PHOTO: An extra second will be added to the last minute of June 30, 2015.Getty Images
An extra second will be added to the last minute of June 30, 2015.

If tomorrow feels longer than your normal Tuesday, you're not imagining it. A leap second will be added to the clock on the last day of June, creating the potential to wreak havoc on computer systems not equipped to handle the change.

The International Earth Rotation and Reference Systems (IERS) said the extra second will be added to account for a discrepancy between Earth's rotation and the atomic clock.

"Earth's rotation is gradually slowing down a bit, so leap seconds are a way to account for that," Daniel MacMillan of NASA's Goddard Space Flight Center said in a statement.
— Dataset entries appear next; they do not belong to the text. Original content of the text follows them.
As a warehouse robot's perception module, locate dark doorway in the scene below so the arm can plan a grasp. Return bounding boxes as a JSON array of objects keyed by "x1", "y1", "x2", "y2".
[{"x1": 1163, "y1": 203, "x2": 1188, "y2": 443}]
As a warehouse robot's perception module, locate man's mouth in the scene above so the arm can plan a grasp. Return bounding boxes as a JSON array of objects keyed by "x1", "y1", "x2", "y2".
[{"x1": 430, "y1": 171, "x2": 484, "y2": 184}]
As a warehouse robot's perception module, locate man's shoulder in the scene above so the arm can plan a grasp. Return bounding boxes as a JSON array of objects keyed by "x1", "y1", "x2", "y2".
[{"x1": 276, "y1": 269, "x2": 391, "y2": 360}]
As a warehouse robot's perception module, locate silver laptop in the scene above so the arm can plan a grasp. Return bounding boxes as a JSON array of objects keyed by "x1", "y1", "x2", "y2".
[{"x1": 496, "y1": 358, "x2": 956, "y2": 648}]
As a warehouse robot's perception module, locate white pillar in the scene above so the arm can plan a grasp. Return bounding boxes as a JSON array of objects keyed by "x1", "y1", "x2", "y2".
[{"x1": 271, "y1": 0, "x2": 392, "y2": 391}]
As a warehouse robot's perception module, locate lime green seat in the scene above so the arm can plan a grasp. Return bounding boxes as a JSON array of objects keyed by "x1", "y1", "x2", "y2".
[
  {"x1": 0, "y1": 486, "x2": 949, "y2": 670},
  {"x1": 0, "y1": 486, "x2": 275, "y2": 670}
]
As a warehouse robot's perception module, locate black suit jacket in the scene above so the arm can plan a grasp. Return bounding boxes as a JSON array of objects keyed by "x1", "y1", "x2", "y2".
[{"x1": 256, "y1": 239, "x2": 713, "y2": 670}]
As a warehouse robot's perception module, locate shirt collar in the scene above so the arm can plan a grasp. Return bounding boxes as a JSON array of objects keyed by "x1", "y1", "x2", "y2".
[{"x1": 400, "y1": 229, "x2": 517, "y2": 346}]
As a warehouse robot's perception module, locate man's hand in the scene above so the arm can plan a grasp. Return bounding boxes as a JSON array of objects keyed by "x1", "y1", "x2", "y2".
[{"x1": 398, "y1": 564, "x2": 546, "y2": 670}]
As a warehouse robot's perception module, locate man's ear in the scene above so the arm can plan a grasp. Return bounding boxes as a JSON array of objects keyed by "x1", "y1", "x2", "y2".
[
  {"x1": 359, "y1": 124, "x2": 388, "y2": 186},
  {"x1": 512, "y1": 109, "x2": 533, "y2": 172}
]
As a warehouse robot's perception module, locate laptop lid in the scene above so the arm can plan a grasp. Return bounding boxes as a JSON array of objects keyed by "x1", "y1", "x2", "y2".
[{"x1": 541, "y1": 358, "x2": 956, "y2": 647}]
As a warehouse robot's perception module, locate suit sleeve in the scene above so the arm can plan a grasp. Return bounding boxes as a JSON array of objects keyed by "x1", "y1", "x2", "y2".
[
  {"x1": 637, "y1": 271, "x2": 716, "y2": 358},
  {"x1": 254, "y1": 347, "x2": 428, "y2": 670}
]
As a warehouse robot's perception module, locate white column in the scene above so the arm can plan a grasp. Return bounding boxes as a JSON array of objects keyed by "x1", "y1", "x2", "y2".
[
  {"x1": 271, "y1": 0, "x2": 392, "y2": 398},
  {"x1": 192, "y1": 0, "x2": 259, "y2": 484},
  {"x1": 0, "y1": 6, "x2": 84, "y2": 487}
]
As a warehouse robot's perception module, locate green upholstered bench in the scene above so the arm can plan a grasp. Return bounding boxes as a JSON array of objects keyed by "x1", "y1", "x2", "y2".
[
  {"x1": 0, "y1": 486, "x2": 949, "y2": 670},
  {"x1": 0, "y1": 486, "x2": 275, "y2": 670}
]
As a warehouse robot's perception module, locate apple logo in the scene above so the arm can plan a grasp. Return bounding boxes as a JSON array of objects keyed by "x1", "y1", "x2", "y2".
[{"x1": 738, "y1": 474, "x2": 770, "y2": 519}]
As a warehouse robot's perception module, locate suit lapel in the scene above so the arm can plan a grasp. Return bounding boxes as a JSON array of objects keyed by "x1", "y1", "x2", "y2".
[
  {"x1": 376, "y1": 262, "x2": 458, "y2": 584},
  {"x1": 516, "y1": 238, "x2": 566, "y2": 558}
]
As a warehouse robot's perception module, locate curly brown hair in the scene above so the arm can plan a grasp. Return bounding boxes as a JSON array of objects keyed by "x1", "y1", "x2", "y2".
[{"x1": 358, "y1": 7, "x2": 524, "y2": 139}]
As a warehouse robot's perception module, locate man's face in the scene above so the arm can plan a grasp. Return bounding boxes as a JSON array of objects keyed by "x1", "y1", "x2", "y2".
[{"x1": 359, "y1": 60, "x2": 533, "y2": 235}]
The extra second will be added as the clock strikes midnight universal time, meaning the extra second will come for people in the United States at 8 p.m. EDT.

Leap seconds can be added in June or December, according to IERS. There have been 25 instances since 1972 of an extra second being added.

When the time comes, clocks synchronized to standard civil time will show the extra second as :60, however it's possible that programs not equipped to handle the extra second could have an issue.

Amazon Web Services said last month it plans to "implement alternative solutions to avoid the ':60' leap second. This means that AWS clocks will be slightly different from the standard civil time for a short period of time."

When the last leap second was added on June 30, 2012, it caused issues with a number of websites, including Qantas, LinkedIn and Yelp, according to reports at the time.